In response to Pagosa resident John Kappelman’s op-ed damning public-lands grazing (Herald, July 27), I find it logically impossible to disagree and congratulate Kappelman for doing his homework.
This is no longer 1930s Colorado. While public-lands grazing today – particularly domestic sheep – contributes little if anything to the national or local economies and supports only a very few rural residents, the costs to the land and to other potential sources of rural income have become unconscionable. As a lifelong hunter, angler and backpacker, I know firsthand that where domestic sheep graze – and herds of 2,000 ewes and lambs are not uncommon – you rarely see bears or other large predators, no bighorn sheep, and a visible reduction of all wildlife including birds and fish. I and many others have more than occasionally had to abandon recreational use of entire areas of the San Juan National Forest and Weminuche Wilderness, particularly in the Burnt Timber allotment above Lemon Reservoir, due to the pervasive stink of sheep, decimation of the natural biota, pollution of water and in some cases direct harassment by sheep guard dogs. I suggest that the loss of income to rural towns and businesses accruing from loss of backcountry recreational use arising from domestic grazing on public lands far exceeds any net income derived from grazing.

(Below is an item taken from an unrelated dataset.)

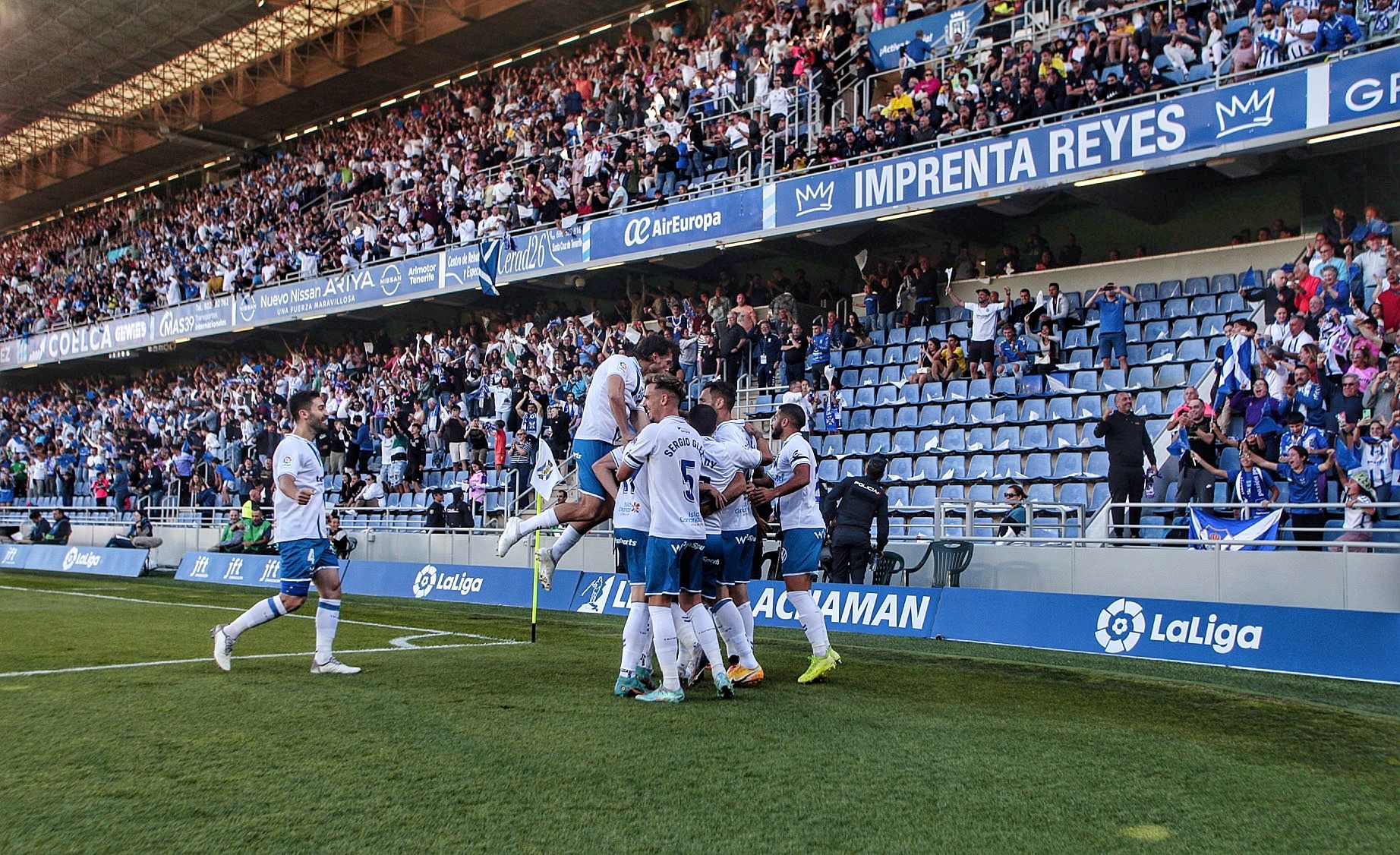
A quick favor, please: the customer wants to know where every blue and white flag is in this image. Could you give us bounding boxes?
[478,239,503,297]
[1219,336,1254,395]
[1190,508,1284,551]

In America, the concept has arisen among small selfish minds that once you do a thing for a while – whether for a living or recreationally, such as ATVs on public lands – it becomes an inviolable “tradition” and even a “right” that carries no reciprocal responsibilities. In fact, just because someone earns a living or prefers to play in a harmful way does not give license to continue activities that clearly damage the public resource and inconvenience, annoy and displace the majority of users.
As Kappelman points out, complete with references to back his claims, allowing private livestock to continue damaging public wildlands while displacing other users is a democratic and financial anachronism that should have ended decades ago. John Wayne died a long time ago and was nothing but an actor anyhow.